Details: (c) Nicholson Baker 1992; Pub Granta Books 1992; ISBN 0-14-014057-3
Verdict: Well written but in the end probably not my thing
Reasons for reading it: I approve in principle of text porn. Because I don't have any problem with stuff that is deliberately created for sexual enjoyment, and with text there aren't any issues of consent as there can be with visual porn. And besides, I like words. I massively agree with j4 on this subject.
The two erotic novels I've most often heard favourably described are Vox and The story of O; I was put off the latter because it's about S&M. So it was pretty obvious that at some point in my life I'd have to read Vox.
How it came into my hands: I picked it up in a second-hand bookshop in Edinburgh.
OK, this review is obviously going to be somewhat explicit.

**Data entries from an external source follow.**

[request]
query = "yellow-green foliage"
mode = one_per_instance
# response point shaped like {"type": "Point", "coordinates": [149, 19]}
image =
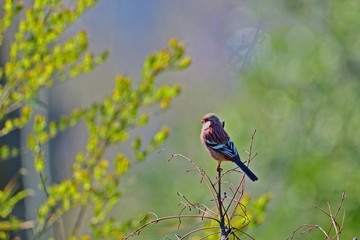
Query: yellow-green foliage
{"type": "Point", "coordinates": [35, 60]}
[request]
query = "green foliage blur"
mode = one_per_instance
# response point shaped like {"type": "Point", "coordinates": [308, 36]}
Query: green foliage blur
{"type": "Point", "coordinates": [302, 92]}
{"type": "Point", "coordinates": [36, 61]}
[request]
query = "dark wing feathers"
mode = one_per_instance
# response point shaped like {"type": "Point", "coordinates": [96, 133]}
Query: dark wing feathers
{"type": "Point", "coordinates": [228, 149]}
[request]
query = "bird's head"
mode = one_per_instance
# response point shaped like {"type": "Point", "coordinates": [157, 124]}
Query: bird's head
{"type": "Point", "coordinates": [211, 120]}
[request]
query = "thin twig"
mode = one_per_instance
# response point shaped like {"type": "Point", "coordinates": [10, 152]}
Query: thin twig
{"type": "Point", "coordinates": [138, 230]}
{"type": "Point", "coordinates": [196, 230]}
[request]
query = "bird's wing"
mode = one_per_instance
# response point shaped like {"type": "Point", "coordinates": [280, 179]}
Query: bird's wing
{"type": "Point", "coordinates": [228, 149]}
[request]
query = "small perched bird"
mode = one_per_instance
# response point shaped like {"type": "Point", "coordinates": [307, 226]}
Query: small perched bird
{"type": "Point", "coordinates": [219, 144]}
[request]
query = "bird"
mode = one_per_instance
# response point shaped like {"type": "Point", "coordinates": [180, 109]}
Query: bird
{"type": "Point", "coordinates": [219, 145]}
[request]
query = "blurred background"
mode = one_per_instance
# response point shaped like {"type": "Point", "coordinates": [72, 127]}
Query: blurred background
{"type": "Point", "coordinates": [289, 69]}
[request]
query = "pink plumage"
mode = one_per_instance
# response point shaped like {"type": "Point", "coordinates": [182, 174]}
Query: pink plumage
{"type": "Point", "coordinates": [219, 145]}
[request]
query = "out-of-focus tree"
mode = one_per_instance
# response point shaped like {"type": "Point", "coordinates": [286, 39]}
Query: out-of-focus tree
{"type": "Point", "coordinates": [303, 95]}
{"type": "Point", "coordinates": [36, 61]}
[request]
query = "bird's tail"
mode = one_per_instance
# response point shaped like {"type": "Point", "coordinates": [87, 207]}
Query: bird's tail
{"type": "Point", "coordinates": [245, 169]}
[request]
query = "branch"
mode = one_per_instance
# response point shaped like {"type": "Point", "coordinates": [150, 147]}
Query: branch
{"type": "Point", "coordinates": [137, 231]}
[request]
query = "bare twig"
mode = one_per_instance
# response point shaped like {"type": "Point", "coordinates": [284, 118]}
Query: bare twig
{"type": "Point", "coordinates": [138, 230]}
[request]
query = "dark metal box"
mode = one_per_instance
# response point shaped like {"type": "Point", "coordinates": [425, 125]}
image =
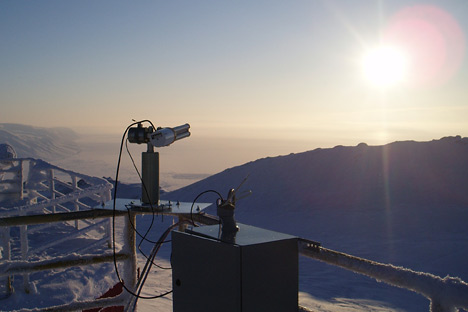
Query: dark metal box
{"type": "Point", "coordinates": [255, 270]}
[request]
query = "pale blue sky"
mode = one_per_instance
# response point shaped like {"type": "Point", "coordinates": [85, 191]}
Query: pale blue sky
{"type": "Point", "coordinates": [271, 70]}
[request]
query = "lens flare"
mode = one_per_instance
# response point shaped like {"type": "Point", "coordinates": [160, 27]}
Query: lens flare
{"type": "Point", "coordinates": [385, 66]}
{"type": "Point", "coordinates": [434, 42]}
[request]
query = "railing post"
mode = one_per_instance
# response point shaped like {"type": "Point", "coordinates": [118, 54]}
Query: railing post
{"type": "Point", "coordinates": [130, 265]}
{"type": "Point", "coordinates": [6, 254]}
{"type": "Point", "coordinates": [437, 306]}
{"type": "Point", "coordinates": [52, 187]}
{"type": "Point", "coordinates": [75, 202]}
{"type": "Point", "coordinates": [24, 255]}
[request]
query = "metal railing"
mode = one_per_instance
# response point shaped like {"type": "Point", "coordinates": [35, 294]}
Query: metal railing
{"type": "Point", "coordinates": [32, 186]}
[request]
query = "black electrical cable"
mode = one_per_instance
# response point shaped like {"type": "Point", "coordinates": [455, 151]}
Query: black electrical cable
{"type": "Point", "coordinates": [147, 195]}
{"type": "Point", "coordinates": [114, 215]}
{"type": "Point", "coordinates": [143, 237]}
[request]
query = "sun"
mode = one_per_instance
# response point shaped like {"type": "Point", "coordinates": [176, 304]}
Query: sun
{"type": "Point", "coordinates": [385, 66]}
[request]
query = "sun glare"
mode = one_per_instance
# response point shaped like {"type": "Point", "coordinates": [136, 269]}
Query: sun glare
{"type": "Point", "coordinates": [385, 66]}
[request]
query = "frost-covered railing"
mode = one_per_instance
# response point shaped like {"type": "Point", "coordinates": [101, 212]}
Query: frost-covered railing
{"type": "Point", "coordinates": [445, 294]}
{"type": "Point", "coordinates": [31, 186]}
{"type": "Point", "coordinates": [127, 255]}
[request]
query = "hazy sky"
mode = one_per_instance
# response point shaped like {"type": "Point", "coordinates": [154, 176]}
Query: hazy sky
{"type": "Point", "coordinates": [281, 71]}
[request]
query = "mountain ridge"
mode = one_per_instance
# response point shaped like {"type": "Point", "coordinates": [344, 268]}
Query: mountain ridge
{"type": "Point", "coordinates": [404, 172]}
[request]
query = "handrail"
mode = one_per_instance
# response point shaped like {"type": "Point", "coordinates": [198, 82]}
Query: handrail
{"type": "Point", "coordinates": [445, 294]}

So if you're a child, or uncomfortable with reading about my reactions to erotic writing, then don't follow this link. Duh.
The concept of a novella based on a phone sex conversation is a clever one. Because clearly it's a book about sexy words, there's a lot less disconnection between the words and what's being described than there would be in most other scenarios. And Vox is undoubtedly well done; it's good writing by any criteria. It doesn't exactly have a plot, as such, but it certainly has a structure, rather than just being a random collection of sex scenes, and the two lovers are reasonably solid characters, not just anonymous lumps of flesh.
It does rely quite a lot on one particular trick, namely describing physical sensations (such as the texture of a particular fabric or similar) in almost excruciating detail, but there's a reasonable variety of scenarios at least. I was slightly irritated by the way it almost sanctimoniously claims the moral high ground; it keeps going on about the fact that, guess what, guys, it's possible for a man to be interested in sex and still respect women! Guess what, it's possible for women to be interested in sex without being slappers! Yes, I am put off by the kind of porn that degrades women, but I didn't need the continued emphasis on, look everybody, this is nice porn!
I think the main reason why I didn't get that much out of Vox was that I'm basically more interested in reading than... stuff I'm not actually going to describe explicitly in a public forum. So I kept being distracted from the physiological effects of reading this kind of stuff because I wanted to read. I got round this to an extent by reading in small doses rather than straight through (I've been reading Vox on and off for the best part of a month by now). Basically I think this is a 'problem' with me rather than a criticism of the book; I think the conclusion is that I probably prefer the odd sex scene in a wider context rather than an entire novella about sex.
Although as I've said the quality of writing is good, I think what I was hoping for was particular phrases that would be memorable as phrases. And Vox doesn't really have any of that.